Health bosses have been pushed to answer how recruitment got so bad at a Welsh A&E during a grilling by AMs.
The Accident and Emergency department of the Royal Glamorgan faces being downgraded and even closed and bosses of Cwm Taf health board have said:
- The last consultant will soon leave the Royal Glamorgan hospital’s A&E department and will be the last to leave
- The level of doctors in the department has fallen to 1.6 full-time equivalents
- One inquest has already linked the provision at the hospital to the death of a patient, and admitted more are coming through the system
- The chief executive admitted: “We cannot say it will remain safe for the foreseeable future. It’s reached the point there’s significant risk”
One of the reasons being given for the proposed closure is the lack of staff, and failure to recruit staff to fill vacancies.
But during evidence to the Assembly’s health committee, when Dr Nick Lyons, the medical director, was asked what steps had been taken to try and recruit staff at the Royal Glamorgan, he couldn’t answer.
“I have to be completely honest I have only been in post since October last year so some of that detail, I don’t have,” he told the Plaid AM.
But, he said there are recruitment issues across the UK and he had personally spoken to other medical directors who were also struggling to fill the 1,200 vacancies UK-wide.
Dr Lyons said that the recent resignation of the final A&E consultant will mean there will be “no substantive, no employed emergency department consultant”.
“Emergency medical consultants like to work in exciting trauma centres and that environment, they like the buzz of that.”
He said that the “backbone” of work therefore falls to middle grade doctors – of which there are only 1.6 full-time equivalent.
Plaid Cymru AM Rhun ap Iorwerth repeatedly asked the trio how the recruitment issue had got so bad.
He said he had been told there had been no “concerted effort” to recruit for five years.
Dr Lyons told him “that may well be the case”.
Mr ap Iorwerth asked the bosses to provide details of occasions in the last five years where they had made attempts to recruit.
And in response to a further question, said the South Wales Programme [which proposed the unit being converted into a minor injuries unit] “paralysed” recruitment.
“If I was a consultant emergency medicine doctor would I come and work, move house, move my family and come and work in a department where there was a matter of public record that there was an intention to convert it into a minor injuries unit”.
He admitted recruitment was a “potentially solvable” problem but said there is a “reality check” is that 17 consultants and 20 middle-grade doctors are needed but there is a low response to any adverts.
Dr Lyons said meetings were taking place with the 50 locum doctors working at the unit to see what they can offer to try get them to stay on as a consultant. One offer is to pay for their remaining training.
Chief executive Sharon Hopkins told the committee she couldn’t “turn the clock back” on decisions made before her time, but was challenged by Mr ap Iorwerth about “what has been done, what has been attempted as a means to resolve problems”.
Labour’s Lynne Neagle said the health board signed up in 2014 but only one of the agreed positions was implemented.
“Why didn’t the health board implement the programme six years ago?”

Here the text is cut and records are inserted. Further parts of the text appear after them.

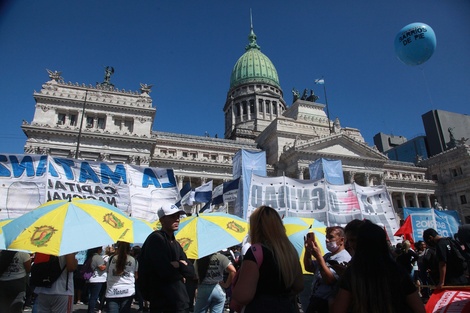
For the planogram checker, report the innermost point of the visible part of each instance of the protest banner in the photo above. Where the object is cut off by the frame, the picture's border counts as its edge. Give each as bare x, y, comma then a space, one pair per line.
328, 203
27, 181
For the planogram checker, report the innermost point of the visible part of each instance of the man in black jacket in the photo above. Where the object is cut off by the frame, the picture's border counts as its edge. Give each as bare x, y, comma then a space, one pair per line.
452, 265
163, 266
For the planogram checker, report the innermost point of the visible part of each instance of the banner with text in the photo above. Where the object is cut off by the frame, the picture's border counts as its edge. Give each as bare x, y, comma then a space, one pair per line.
446, 223
27, 181
330, 204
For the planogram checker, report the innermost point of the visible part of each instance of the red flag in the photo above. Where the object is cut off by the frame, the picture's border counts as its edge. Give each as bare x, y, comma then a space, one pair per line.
456, 299
406, 231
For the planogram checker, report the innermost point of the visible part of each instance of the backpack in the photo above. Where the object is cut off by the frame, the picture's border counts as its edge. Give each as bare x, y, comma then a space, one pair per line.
45, 270
456, 257
257, 250
86, 272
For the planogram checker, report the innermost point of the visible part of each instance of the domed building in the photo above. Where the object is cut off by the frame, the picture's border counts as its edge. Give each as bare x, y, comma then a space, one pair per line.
118, 128
255, 96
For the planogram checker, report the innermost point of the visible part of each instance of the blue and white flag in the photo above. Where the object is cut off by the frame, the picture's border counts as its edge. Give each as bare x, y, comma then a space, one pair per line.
188, 199
183, 192
218, 195
230, 190
203, 193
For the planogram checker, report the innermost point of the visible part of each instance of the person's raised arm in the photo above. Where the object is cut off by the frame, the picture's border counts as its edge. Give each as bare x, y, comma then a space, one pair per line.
415, 303
245, 288
71, 262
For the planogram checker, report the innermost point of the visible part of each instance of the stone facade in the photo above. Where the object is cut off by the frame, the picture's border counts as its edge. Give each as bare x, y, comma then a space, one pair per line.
451, 170
117, 127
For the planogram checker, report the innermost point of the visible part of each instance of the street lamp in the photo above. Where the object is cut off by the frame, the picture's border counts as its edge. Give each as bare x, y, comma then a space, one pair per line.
321, 81
81, 125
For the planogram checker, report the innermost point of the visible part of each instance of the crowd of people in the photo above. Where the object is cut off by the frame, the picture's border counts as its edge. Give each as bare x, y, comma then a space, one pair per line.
361, 272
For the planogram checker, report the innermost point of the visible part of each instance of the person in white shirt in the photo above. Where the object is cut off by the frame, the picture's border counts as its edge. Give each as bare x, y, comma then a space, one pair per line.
14, 269
121, 275
59, 297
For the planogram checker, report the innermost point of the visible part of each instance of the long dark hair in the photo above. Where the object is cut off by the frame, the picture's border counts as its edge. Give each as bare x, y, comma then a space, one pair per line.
6, 256
124, 248
372, 271
202, 266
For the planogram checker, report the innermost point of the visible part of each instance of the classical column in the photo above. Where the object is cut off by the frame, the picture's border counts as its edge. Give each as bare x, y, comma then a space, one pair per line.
351, 176
428, 201
180, 181
403, 199
415, 199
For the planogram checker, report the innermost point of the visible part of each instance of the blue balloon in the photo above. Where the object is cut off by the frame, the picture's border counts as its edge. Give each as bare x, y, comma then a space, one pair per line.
415, 43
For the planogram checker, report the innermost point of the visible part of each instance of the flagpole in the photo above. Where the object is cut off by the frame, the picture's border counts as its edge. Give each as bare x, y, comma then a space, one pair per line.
321, 81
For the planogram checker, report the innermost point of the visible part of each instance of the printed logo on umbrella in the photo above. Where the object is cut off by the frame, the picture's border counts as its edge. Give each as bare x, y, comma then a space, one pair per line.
234, 226
42, 235
113, 221
185, 243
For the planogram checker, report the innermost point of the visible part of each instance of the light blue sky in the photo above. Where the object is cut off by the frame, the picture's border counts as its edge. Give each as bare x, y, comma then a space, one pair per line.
187, 50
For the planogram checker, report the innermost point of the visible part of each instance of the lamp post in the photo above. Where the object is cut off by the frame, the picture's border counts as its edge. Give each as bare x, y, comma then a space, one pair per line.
321, 81
81, 125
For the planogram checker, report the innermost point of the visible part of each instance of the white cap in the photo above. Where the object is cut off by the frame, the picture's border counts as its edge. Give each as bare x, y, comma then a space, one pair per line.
168, 209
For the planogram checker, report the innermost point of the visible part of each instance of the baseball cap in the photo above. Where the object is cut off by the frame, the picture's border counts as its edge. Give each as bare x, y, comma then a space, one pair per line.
168, 209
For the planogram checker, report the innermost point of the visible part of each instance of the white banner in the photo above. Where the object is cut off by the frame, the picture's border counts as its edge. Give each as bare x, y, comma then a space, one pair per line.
27, 181
330, 204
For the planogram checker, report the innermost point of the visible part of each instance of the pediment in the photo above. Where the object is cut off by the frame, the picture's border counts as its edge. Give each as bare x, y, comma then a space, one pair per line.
340, 145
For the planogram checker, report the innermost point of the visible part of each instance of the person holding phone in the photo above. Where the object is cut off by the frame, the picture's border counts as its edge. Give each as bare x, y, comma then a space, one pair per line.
325, 276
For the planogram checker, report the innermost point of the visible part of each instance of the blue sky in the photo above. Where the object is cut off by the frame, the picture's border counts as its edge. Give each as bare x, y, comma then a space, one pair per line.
187, 50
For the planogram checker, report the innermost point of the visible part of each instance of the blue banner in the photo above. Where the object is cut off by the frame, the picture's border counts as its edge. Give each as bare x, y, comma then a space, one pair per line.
446, 223
331, 170
246, 163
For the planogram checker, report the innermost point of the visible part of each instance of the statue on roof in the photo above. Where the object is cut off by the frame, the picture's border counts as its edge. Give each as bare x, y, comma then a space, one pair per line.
144, 88
296, 94
312, 97
108, 71
54, 75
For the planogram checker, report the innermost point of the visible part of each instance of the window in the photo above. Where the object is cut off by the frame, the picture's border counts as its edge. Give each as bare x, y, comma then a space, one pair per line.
129, 125
89, 122
101, 122
237, 109
73, 120
463, 199
61, 119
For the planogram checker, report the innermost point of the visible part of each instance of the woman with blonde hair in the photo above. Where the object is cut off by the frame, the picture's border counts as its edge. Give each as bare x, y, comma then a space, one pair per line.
272, 284
373, 281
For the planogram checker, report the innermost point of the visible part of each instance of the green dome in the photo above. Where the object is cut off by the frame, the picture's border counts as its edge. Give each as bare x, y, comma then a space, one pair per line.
253, 66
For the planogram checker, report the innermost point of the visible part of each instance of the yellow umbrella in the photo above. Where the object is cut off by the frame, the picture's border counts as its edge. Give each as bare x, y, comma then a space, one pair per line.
2, 238
60, 227
206, 233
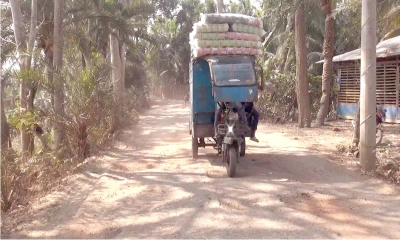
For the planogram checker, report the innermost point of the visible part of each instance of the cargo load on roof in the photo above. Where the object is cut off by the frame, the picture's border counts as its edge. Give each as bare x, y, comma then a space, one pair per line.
226, 34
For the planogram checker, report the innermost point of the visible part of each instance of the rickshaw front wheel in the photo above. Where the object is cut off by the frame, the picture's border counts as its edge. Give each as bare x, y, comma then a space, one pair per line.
232, 161
195, 147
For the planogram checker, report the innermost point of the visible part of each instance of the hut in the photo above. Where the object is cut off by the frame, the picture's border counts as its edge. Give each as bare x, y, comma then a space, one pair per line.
347, 68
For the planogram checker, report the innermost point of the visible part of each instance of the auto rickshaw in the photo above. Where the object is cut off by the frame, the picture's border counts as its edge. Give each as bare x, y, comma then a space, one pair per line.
216, 79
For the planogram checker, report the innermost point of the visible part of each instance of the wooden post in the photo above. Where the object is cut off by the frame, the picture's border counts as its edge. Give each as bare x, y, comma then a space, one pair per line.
368, 86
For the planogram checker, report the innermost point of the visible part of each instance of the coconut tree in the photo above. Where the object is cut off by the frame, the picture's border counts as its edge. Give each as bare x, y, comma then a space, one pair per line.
328, 50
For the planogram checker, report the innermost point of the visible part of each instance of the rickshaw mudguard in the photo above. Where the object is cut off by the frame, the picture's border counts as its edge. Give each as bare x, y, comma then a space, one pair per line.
235, 93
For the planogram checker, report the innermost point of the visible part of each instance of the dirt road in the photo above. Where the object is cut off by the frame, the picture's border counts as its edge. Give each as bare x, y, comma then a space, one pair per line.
148, 186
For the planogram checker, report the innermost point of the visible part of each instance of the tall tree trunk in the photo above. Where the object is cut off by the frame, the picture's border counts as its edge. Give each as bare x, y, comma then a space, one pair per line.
23, 51
220, 6
303, 96
328, 64
5, 128
57, 65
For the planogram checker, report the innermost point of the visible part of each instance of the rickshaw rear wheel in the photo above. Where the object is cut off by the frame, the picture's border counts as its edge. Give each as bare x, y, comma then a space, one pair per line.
195, 147
232, 161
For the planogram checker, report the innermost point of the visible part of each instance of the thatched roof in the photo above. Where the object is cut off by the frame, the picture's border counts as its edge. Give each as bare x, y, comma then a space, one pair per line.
387, 48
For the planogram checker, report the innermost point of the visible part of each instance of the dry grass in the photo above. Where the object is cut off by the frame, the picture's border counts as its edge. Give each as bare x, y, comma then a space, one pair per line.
334, 140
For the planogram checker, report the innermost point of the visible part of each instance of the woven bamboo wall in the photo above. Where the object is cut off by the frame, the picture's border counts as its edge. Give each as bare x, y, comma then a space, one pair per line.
387, 83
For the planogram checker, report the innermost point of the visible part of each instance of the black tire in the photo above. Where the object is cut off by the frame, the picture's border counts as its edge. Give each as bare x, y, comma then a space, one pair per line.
379, 136
243, 148
195, 148
231, 161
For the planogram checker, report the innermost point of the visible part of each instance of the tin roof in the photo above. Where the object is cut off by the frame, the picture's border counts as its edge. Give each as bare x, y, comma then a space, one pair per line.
387, 48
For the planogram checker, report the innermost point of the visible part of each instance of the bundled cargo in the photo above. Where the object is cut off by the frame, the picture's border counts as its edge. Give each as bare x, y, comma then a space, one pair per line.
221, 34
225, 43
231, 18
224, 36
198, 52
204, 27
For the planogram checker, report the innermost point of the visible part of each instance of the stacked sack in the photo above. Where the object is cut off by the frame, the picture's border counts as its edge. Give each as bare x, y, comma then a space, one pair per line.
226, 33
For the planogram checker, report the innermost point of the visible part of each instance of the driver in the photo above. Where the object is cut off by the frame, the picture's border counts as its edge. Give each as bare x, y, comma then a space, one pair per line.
218, 111
252, 118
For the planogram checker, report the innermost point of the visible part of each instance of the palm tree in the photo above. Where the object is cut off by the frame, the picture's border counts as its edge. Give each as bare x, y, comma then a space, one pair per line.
329, 38
303, 97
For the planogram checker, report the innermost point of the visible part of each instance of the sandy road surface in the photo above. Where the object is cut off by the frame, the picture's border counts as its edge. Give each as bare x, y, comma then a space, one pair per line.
148, 186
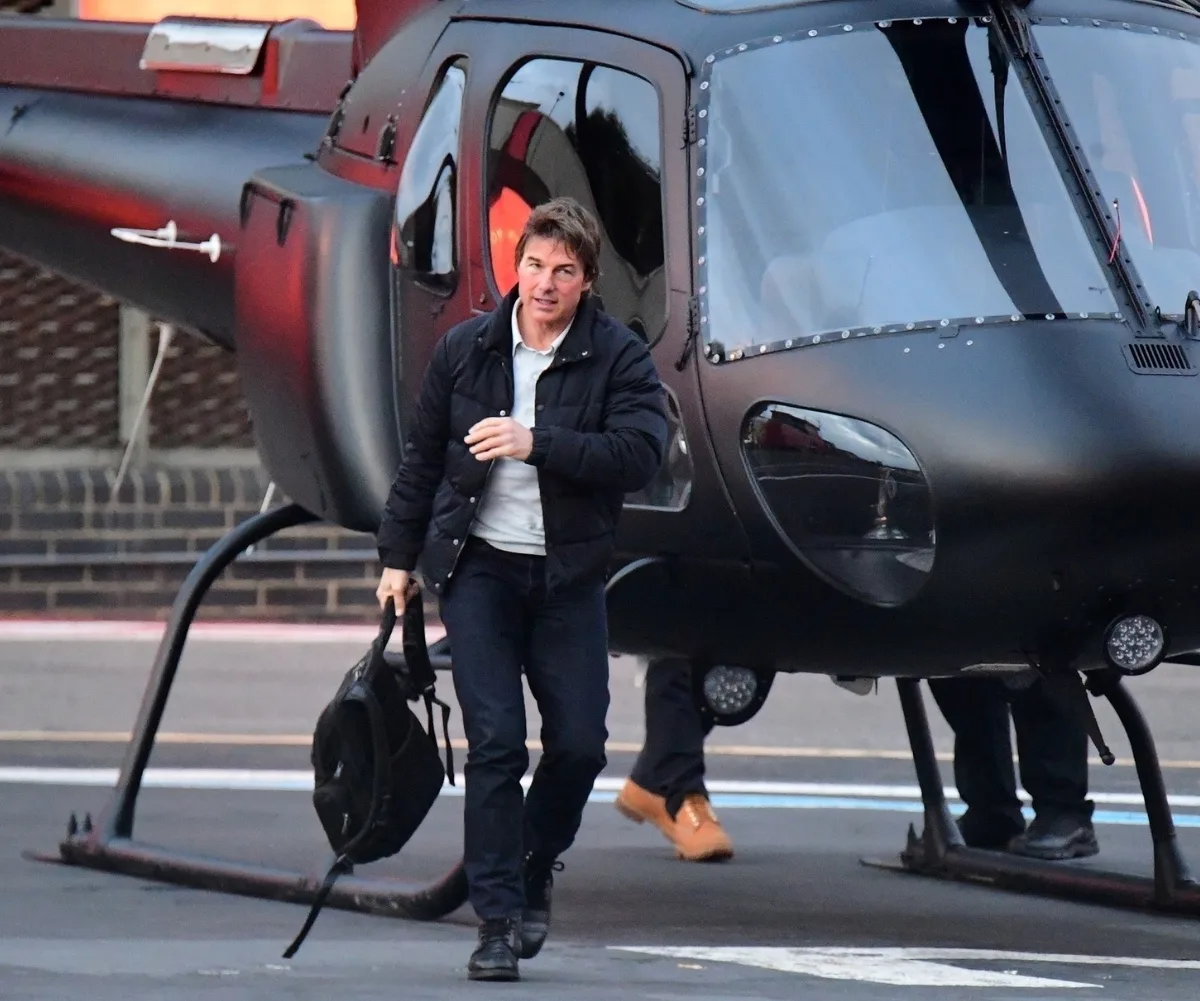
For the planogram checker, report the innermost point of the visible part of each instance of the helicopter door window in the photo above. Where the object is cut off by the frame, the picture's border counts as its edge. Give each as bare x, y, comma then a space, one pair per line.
424, 234
1132, 97
917, 190
593, 132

Mr Hopkins said: “When you look back, in order to facilitate a minor injuries unit, all those pathways need to be put in place. The start point was the acute medical serivce. The board spent a lot of time putting that in to accommodate those pathways, and community care.
“It seems the definitive programme about how we would move from 2014 to what was then envisaged, that wasn’t as clear as it could have been.”
“We can see there has been work done, but not sufficient”.
Angela Burns, Conservative AM, said: “You may be frustrated but trust me, we are so frustrated. Where’s the corporate responsibility?
“It’s a new team and a new ball game and we’ve nothing to do with the past.
Somebody somewhere there is a chain of continuity, this health board didn’t just suddenly reinvent itself when you turned up. There has to be corporate responsibility.
“I haven’t run a health board, but I’ve run other smaller businesses, one of the first things you do is survey the canvas you have to work with. You find out what’s happening, what’s going wrong and what’s going well.
“I struggle with the notion that you don’t really know what went on in the past. I appreciate you may want to say it for political reasons or because you don’t want to diss the previous incumbents but nonetheless I am horrified that you are really going to sit here and say you don’t know what went wrong over the last few years”.
She said it was “important” for AMs to push them on what had gone wrong because “this isn’t just about Cwm Taf”.
“This is happening in other health boards all over Wales. Hospitals are allowed to wither on the vine for whatever reason and we need to understand if it’s deliberate, or whether its’ accidental or workforce and cultural pressures. We have lessons to learn here.”
David Rees, Labour AM, urged them to speak to board members who were in post over the period of decline to find out what happened.